Thinking of filing for bankruptcy in 2023? If so, then you are not alone. Individual rates continue to rise, and corporate bankruptcy filings are on track to reach the highest rate in over ten years. Individual petitions for relief from bankruptcy are also going up and increased by 2%.
Why the increase in bankruptcy filings?
Financial experts the problem is connected to low interest rates. When rates were low, people were more likely to take out loans and take financial risks. Now, with the swing to higher interest rates and a soaring inflation rate, companies and individuals alike are feeling financial strain.
Another likely issue: the pandemic. Courts, like everything else in the country, essentially shut down during the pandemic. This made it more difficult to move forward with bankruptcy. Add in the end of economic stimulus packages and other protections and it is no surprise that we will likely see the rate of bankruptcy filings continue to rise as people recover from the financial and emotional strain of living through a global pandemic.
Is this normal?
Our country’s founders felt the need to include bankruptcy protections to help encourage economic growth and innovation.

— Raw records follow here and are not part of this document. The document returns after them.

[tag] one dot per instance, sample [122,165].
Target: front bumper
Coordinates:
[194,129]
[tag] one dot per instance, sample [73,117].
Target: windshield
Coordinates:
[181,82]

The presence of bankruptcy is a constant and the rates typically ebb and flow. Financial experts point out that the spike in consumer-based business bankruptcy filings like those we see with Party City and David’s Bridal could signal financial constraints for consumers. This may be a sign of a potential jump in consumer bankruptcy filings in the near future.
What if I am struggling to make ends meet?
Bankruptcy is an important part of this country’s economic structure. As such, those who are considering bankruptcy should not be ashamed. Bankruptcy is a legal and protected tool to help you get back on your feet and start with a fresh financial future.